Tırmanış, başlangıç noktasındaki dağ kulübesinde bir gece kalış da dahil olmak üzere, iki gün sürer. Tırmanız sonunda 4090 metrelik zirveye ulaşılır. Her yıl dağlarda bir maraton (Climbathon) düzenlenir. Rekor, zirveye yalnızca 2 saat 42 saniyede çıkmayı başaran İngiliz Ian Holmes’a aittir.

Amatörler için tırmanış iki gün sürer. Bir gecelik molada yemekler ve konaklama dağ kulübelerinde sağlanır.

Park merkezinde dağ rehberi, taşıcılar ve tırmanışın başladığı istasyona ulaşıma ilişkin düzenlemeler yapılmaktadır.
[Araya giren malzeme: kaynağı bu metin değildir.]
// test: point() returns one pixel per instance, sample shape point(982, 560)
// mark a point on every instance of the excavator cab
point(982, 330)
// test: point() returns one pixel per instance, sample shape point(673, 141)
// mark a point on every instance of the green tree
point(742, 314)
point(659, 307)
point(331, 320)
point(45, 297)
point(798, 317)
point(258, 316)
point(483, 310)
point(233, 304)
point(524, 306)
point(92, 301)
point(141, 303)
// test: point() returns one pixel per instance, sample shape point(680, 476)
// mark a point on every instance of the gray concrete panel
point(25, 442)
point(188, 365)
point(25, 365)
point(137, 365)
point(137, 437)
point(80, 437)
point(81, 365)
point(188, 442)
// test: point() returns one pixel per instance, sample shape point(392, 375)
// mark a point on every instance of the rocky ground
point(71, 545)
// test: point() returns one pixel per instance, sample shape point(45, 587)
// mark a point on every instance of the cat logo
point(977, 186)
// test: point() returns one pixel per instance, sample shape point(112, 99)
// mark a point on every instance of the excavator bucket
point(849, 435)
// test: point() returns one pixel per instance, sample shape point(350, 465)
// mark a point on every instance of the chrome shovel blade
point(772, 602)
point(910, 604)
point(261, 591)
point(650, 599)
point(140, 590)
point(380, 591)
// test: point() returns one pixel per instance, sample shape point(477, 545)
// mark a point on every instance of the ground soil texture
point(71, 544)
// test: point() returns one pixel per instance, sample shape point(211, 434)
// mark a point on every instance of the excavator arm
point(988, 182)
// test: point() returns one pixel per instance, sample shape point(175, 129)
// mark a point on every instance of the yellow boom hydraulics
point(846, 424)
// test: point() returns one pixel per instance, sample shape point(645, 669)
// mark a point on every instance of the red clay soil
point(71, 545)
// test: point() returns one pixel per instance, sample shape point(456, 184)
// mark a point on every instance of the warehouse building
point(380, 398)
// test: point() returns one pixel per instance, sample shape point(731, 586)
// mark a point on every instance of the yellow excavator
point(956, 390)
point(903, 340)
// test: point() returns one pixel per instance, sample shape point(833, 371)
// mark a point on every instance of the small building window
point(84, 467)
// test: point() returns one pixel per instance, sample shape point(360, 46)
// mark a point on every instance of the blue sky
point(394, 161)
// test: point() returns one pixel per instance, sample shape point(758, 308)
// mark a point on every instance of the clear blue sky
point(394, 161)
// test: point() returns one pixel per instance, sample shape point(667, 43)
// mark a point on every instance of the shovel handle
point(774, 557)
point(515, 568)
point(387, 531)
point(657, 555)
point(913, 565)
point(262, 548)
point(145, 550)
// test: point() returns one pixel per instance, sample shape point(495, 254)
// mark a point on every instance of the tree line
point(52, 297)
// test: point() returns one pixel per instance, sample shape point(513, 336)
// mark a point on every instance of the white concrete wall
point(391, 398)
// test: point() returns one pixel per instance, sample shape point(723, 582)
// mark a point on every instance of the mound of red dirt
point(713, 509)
Kendi olanaklarıyla tırmanmak isteyenler çoklu ortam ve dia gösterilerinin yanı sıra yol haritalarından (bazı yollar diğerleri kadar iyi işaretlendiğinden dikkatli olmalısınız) yararlanabilir.

Bünyesi dirençli olanlar yakındaki soğuk Liwago Nehri’nde yüzebilirler. Küçük ama kapsamlı “Mountain Garden” da, Kinabalu ormanında göreceğiniz bitki topluluğuna ilişkin fikir edinebilirsiniz.

Parktaki fiyatların hafta sonu ve hafta içinde farklı olduğu unutulmamalıdır. Yanınızda dağ sislerine karşı sıcak tutan ve yağmur geçirmeyen giysiler, bir cep feneri, enerji için muz ve çikolata gibi yiyecekler bulundurun. Sabah erkenden yola çıkacaksanız, tırmanış, düz bir yoldan sonra “Timpohon Gate”den başlar.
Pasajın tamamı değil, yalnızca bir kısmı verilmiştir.